Cardiff University is leading the way in Europe by creating a Social Science Park (Spark) that brings benefits to wider society.
International experts say university investment in bespoke social science facilities can create processes and services that impact on everyday life.
Delegates singled out Cardiff’s Social Science Research Park - currently under construction - for praise at a recent ASTP Proton Social Sciences, Humanities and Arts (SSHA) Knowledge Exchange Special Interest Group.
A range of European academic institutions are currently following Cardiff’s lead and investing in dedicated spaces to trial and test social science solutions.
The new Spark hub - under construction at Cardiff Innovation Campus - will feature a range of spaces where social scientists work with public, private and Third sector partners to find innovative solutions to societal problems through collaborative research.
Professor Rick Delbridge, Dean of Research, Innovation and Engagement at Cardiff University, gave delegates a ‘virtual tour’ of SPARK, which will feature labs, offices and creative zones to make great ideas come to life.
“ASTP Proton is a European organisation dedicated to transferring knowledge between universities and industry,” said Professor Delbridge.
“Delegates, who were mainly technology transfer officers, acknowledged that Cardiff is showing the way in creating a bespoke, dedicated space where ideas that create economic and public value can be developed with a range of partners.”
Social science can help explain how our own society works - from the causes of unemployment or what helps economic growth, to how and why people vote, or what makes people happy. It provides vital information for governments and policymakers, local authorities, non-governmental organisations and others.
Several European universities are developing centres that will complement Cardiff’s approach.
Christoph Köller is co-founder of Görgen & Köller GmbH (G&K), a science consultancy company based in Germany. He is currently engaged in projects focusing on the impact of humanities and social sciences in Germany and Europe, and he leads the SSHA Knowledge Exchange special interest group.
Christoph said: “Social Sciences and Humanities have a huge innovation potential which is not yet exploited systematically. A dedicated physical home with appropriate networks, programs and structures is needed to support impact creation from and with the social sciences and humanities in a best possible way. SPARK is a pioneer in creating a bespoke innovation infrastructure for the social sciences. Taking SPARK’s experiences into account we are right now developing the Humanities Matter Lab at the University of Cologne.”
Institutions represented at the ASTP Proton event included Knowledge Transfer Officers from universities in Belgium, the Netherlands, Czech Republic, and the UK. The workshop took place at the Humanities Lab Amsterdam Ventures Studio.
The latter, based on six sites across the city, has created 17 start-ups and works with staff and students. It provides working and meeting spaces, coaching, educational programmes, and connects student starters with researchers and to customers.

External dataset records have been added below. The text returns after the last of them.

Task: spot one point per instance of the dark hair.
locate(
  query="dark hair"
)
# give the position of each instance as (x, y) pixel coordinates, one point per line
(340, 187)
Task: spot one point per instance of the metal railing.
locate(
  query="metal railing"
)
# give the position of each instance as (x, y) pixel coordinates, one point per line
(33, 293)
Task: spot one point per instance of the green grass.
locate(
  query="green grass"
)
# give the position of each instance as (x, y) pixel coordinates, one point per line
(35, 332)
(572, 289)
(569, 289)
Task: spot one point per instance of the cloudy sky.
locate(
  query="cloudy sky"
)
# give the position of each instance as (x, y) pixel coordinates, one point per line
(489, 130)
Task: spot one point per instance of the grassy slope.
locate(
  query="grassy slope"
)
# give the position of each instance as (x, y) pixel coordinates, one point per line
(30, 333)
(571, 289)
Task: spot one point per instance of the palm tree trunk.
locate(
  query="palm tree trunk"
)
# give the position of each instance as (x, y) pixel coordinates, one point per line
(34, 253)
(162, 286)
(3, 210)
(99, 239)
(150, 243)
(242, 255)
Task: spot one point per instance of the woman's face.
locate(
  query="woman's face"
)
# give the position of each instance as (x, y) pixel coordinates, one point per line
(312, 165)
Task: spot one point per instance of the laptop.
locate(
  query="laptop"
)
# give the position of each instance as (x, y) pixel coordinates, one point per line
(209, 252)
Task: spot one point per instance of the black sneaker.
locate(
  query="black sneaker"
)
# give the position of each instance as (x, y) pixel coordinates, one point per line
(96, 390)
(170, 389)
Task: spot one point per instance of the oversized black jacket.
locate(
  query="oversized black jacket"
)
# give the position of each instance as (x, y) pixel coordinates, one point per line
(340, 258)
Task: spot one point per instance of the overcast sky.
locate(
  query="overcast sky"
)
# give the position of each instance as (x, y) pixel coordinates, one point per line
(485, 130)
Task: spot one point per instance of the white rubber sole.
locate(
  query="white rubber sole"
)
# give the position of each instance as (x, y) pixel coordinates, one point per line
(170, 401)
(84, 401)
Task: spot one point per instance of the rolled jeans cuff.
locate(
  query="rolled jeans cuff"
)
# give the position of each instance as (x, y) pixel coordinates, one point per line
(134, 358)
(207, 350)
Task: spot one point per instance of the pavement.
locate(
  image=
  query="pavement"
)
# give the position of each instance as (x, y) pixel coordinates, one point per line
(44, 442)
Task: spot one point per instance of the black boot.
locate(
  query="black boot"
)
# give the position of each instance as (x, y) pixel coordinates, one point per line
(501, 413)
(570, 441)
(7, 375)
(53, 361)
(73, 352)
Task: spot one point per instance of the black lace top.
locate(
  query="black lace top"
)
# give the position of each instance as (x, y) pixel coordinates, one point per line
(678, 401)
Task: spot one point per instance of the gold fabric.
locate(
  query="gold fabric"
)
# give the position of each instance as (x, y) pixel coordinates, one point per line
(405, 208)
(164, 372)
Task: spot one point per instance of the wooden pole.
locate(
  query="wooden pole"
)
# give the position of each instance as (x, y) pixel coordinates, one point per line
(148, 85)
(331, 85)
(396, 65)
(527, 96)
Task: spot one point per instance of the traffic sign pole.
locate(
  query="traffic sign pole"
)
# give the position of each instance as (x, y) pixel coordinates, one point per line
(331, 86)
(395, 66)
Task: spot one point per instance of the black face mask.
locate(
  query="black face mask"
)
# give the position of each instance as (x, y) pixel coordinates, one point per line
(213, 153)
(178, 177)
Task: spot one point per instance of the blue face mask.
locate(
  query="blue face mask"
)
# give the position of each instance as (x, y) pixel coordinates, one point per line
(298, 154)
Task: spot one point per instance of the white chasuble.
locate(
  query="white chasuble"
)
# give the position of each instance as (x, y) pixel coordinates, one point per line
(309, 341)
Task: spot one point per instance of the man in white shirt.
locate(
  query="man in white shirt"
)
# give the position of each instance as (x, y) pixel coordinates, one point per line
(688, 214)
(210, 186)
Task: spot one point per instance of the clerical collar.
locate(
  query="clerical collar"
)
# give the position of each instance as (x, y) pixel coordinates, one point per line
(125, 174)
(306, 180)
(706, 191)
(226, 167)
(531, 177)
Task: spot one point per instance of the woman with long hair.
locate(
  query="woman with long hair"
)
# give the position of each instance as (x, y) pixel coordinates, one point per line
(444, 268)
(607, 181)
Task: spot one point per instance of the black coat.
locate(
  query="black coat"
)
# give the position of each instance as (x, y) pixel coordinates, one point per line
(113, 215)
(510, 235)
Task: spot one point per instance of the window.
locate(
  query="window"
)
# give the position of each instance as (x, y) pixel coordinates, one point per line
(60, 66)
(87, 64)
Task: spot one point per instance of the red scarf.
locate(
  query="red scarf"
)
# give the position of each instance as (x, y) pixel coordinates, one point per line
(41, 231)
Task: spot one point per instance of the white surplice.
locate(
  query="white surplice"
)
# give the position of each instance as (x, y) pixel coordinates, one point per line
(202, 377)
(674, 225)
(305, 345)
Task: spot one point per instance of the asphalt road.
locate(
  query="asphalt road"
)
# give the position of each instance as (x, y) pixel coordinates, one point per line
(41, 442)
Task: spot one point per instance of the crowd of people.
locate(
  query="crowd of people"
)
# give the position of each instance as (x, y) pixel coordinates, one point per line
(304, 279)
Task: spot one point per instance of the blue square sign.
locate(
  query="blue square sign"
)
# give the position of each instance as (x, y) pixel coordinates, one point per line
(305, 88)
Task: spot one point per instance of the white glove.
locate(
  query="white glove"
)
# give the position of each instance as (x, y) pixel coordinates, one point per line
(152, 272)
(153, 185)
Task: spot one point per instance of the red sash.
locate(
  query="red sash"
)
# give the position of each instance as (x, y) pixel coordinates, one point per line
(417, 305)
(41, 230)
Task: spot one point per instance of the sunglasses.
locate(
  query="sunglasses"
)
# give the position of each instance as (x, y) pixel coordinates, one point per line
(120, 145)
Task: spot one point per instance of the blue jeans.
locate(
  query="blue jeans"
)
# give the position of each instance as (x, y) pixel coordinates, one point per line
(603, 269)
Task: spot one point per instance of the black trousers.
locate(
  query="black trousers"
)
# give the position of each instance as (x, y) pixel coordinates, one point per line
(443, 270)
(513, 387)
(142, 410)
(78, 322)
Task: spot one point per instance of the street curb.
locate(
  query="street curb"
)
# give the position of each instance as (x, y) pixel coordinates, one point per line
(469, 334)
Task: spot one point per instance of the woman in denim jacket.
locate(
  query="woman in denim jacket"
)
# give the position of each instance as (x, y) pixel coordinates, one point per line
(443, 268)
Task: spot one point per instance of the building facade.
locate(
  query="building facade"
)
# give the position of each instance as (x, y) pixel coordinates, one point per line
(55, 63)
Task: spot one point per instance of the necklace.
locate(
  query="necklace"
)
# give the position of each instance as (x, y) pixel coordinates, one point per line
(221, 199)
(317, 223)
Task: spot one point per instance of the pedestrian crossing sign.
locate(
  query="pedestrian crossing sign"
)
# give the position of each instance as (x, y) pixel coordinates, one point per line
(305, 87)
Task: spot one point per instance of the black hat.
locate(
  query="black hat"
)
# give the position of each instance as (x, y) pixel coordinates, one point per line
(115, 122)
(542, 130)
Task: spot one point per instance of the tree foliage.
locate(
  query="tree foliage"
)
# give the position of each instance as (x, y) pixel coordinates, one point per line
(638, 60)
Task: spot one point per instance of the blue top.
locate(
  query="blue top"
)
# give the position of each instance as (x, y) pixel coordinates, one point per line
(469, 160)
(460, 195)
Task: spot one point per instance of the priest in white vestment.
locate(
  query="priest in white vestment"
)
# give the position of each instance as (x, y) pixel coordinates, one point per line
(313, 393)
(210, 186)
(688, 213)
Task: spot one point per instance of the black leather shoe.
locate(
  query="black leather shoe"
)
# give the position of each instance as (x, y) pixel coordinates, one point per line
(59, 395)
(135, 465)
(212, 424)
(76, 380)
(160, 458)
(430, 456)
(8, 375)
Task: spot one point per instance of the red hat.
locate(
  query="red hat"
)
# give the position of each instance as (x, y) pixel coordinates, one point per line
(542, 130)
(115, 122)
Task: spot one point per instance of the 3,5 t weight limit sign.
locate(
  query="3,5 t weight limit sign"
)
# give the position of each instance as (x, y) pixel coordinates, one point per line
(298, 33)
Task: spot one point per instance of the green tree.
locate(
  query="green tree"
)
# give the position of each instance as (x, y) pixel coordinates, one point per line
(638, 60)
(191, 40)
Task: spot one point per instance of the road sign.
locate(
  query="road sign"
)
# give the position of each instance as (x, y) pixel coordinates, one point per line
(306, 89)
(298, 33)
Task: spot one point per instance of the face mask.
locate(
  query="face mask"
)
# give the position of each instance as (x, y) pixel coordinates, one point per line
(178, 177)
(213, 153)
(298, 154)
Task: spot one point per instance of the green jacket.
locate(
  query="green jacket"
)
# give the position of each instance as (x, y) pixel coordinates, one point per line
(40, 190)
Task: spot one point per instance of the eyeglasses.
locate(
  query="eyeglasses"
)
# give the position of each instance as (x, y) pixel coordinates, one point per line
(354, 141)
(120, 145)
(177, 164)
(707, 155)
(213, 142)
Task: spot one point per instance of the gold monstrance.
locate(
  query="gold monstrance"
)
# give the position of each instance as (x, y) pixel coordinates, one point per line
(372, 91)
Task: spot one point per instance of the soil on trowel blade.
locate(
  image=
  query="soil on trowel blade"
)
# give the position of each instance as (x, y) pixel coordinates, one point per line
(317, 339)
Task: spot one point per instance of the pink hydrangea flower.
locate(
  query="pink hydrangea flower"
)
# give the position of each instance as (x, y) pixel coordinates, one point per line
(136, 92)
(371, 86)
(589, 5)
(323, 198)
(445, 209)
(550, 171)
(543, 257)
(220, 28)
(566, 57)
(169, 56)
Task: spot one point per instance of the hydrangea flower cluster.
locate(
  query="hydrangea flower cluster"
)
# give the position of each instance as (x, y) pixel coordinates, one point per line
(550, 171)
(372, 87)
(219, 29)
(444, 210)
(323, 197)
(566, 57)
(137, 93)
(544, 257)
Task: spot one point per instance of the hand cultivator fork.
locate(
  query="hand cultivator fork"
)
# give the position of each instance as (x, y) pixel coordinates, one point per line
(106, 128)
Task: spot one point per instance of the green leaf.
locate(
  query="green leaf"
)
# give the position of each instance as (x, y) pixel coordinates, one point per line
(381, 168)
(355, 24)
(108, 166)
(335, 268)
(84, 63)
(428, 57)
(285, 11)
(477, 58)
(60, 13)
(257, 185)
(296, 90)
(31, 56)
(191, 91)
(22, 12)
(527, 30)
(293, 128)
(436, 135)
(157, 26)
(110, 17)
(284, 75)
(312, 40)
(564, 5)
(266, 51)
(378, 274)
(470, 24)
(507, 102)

Jonneke Bekkenkamp, from HL AVS, said: “We were very interested to hear about the steps Cardiff is taking to create a bespoke platform where researchers and partners can co-locate to co-create knowledge with companies, educational institutions, investors, health care providers, entrepreneurs, government bodies and societal organisations. It’s an extremely exciting project that will help external organisations find new opportunities and solutions to society’s problems.”
Cardiff’s Spark facility is due to open in 2021. Housed in a communal space that removes barriers and promotes face-to-face interaction, Spark will be a catalyst for out-of-the-ordinary thinking. It will be based in Innovation Central (IC), giving tenants access to commercial offices for spinouts and start-ups, wet/ dry lab spaces, a visualisation lab, creative spaces and a flexible auditorium in which to host events.
Promoting a collaborative and problem-focused approach, it will translate outstanding research into real-world solutions.